His tone was cut of the best diamond, sharp yet plaintiff, stuffed full of 100 carat emotion and bluesy fire. Solos were considered and intelligent, delivered with exacting precision. Phrasing and intonation were often laconic; he eschewed the fusillades of notes. For him, his jazz was not about increasing the numbers of notes per second by running frenetically up and down the chords, but was more to do with turning short sentences and phrases into pithy sayings of expressive substance. Pauses were as significant as the notes themselves; somehow he stitched silence with sound to produce solos of the utmost beauty.

Little is known about him. He started playing in various R&B bands (before R&B become a corrupted concept) and I know for a while he was associated with Hank Mobley, recording on at least one album with him. His first recording venture with Mingus was “The Clown” in early 1957 (about 6 months after becoming a jazz player at the age of 26) and he was involved with the great bassist on at least seven albums until middle 1959.
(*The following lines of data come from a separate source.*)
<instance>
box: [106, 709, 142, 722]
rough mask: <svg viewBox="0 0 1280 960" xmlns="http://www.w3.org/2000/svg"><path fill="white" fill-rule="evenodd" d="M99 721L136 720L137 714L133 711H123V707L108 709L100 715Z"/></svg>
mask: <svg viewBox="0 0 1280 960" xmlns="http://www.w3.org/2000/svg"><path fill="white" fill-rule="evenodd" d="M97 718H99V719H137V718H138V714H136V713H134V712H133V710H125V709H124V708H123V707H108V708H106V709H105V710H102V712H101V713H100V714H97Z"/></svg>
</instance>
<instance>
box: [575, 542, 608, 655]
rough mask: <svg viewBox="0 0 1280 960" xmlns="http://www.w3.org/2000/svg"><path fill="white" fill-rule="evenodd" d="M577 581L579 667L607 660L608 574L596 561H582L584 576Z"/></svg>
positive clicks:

During 1958 he collaborated with John Cassavetes on the sound track for the producer’s film “Shadows” in which Mingus was also involved. Cassavetes acted out the roles as Hadi improvised accompanying music. Cassavetes wrote: “It was terrific. He played the story of his life to music.” The actor also records that Hadi was married, was large in stature as well as creativity, and stood physically tall. Nat Hentoff in the liner notes for “The Clown” writes that Hadi had said after the recording: “I think more jazz groups should tell stories like Mingus does, instead of just playing notes and techniques.”

Update:

A rumour went around that he’d died of a heroin overdose in the early 70s, but a Wiki entry suggests he was still around on the music scene in 1975, and in 1977 he was reported to have collaborated with Mary Lou Williamson on her composition “Shafi” although typically the source is vague about the extent of his contribution. A couple of years later he was said to have worked in some way with Sue Mingus (Charles’ widow) to provide original scores of her late husband’s music.


In coda, I can’t help be struck by the similarity in tone and phrasing between Shafi and another brilliant alto sax player, Jackie McClean, especially on Mingus’ “Blues n Roots” album. Mingus was never a composer to look backwards; he always edged forward, so I’m surprised he employed a sideman sounding so much like an earlier one. Perhaps I’m wrong on this; I’m not technically minded with music. I’d be interested to hear expert views, and to know whether anyone has more information on what happened to such a skilled and gifted jazz musician.